가: 집값이 너무 올라서 언제면 집을 살 수 있겠는지 걱정이에요.
나: 지금 *같아선* 집을 살 수 있을 것 같지 않아요.

4.
가: 일단 취직부터 하고 기회가 생기면 유학을 가는 게 어때요?
나: 정말 생각 *같아선* 그리 하고 싶습니다만 기회라는 건 어디 쉽게 얻어지나요?

**

정말 감사합니다!


----------



## 조금만

We await the native speakers, but I've always taken this just to be 같아서 (i.e. a form of the familiar  같다, to be like, to resemble etc.) plus the (here more or less fossilized) topic marker. But my assumption may be quite wrong.    I can't recall actually encountering it "in the wild" except from in the phrase 마음 같아선, which is an adverbial expression meaning to do something "in the way one thinks best" or "the way that feels right to one personally" or "the way that suits one's inclination", according to context.   More generally, "X 같아선" would mean "In the manner that resembles X", whoever or whatever X may be. But in most of your examples, it looks like to me like just a slightly fancy way of saying "like" or "similar to"


----------



## Superhero1

Helloo wonlon

Looking at your examples 1,2,3, we can find the similarity among them that there is a noun for time before 같아선.(이번달 this month, 요즘 these days, 지금 now: in English, they are adverbial word but in Korean, they are nouns.)  In this case, it has the meaning of 'if the undesirable circumstances continue', showing one's desire for its not continuing any more, and the following sentence would denote one's desire or the negative situation[consequences]. We can furthermore presume the speaker feels helpless against the given situation. 

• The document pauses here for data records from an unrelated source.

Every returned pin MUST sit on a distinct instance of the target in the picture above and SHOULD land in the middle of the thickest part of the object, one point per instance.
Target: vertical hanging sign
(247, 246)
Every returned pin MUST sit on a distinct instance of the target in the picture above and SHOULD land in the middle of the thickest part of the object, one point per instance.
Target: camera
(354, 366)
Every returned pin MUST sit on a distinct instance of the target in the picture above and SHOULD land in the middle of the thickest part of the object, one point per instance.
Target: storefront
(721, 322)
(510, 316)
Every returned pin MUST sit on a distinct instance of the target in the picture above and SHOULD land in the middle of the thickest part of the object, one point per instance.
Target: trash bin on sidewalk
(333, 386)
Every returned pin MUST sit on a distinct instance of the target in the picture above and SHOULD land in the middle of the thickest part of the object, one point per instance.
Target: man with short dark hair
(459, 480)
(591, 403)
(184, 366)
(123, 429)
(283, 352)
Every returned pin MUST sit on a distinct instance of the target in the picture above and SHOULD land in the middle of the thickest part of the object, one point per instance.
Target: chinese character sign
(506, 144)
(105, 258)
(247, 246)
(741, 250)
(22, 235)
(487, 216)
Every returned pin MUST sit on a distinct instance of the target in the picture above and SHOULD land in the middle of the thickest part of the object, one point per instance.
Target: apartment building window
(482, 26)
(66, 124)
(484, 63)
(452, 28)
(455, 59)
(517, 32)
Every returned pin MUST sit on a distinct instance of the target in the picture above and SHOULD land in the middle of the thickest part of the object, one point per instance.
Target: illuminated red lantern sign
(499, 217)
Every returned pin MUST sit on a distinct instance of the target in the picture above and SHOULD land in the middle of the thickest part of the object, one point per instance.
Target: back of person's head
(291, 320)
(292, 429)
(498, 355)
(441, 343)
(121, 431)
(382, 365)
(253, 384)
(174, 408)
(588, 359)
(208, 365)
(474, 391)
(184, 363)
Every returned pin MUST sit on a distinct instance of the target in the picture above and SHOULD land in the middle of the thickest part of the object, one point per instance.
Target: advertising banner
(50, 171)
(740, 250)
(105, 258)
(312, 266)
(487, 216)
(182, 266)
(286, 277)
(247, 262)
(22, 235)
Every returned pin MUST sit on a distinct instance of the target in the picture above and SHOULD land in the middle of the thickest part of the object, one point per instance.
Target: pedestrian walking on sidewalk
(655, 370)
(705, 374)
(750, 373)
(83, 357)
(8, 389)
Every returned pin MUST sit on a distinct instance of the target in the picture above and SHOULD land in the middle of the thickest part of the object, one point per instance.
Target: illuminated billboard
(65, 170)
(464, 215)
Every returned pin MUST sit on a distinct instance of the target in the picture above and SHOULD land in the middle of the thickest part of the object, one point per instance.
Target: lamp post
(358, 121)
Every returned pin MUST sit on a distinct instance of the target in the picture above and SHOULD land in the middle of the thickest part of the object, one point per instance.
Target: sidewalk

In example 4, I think Mr.조금만 explained very well. To directly translate those expression through my clumsy English, I think 'considering only within my mind[thinking], not any circumstances at all' but can't vouch for its suitability in English.


----------



## wonlon

Thank you 조금만 and Superhero1.
I think I will take this expression as: if it is like X / in a situation like X, (then...).
where the speaker sets up a condition/prerequisite and in the following clause presumes a action that s/he will take.


----------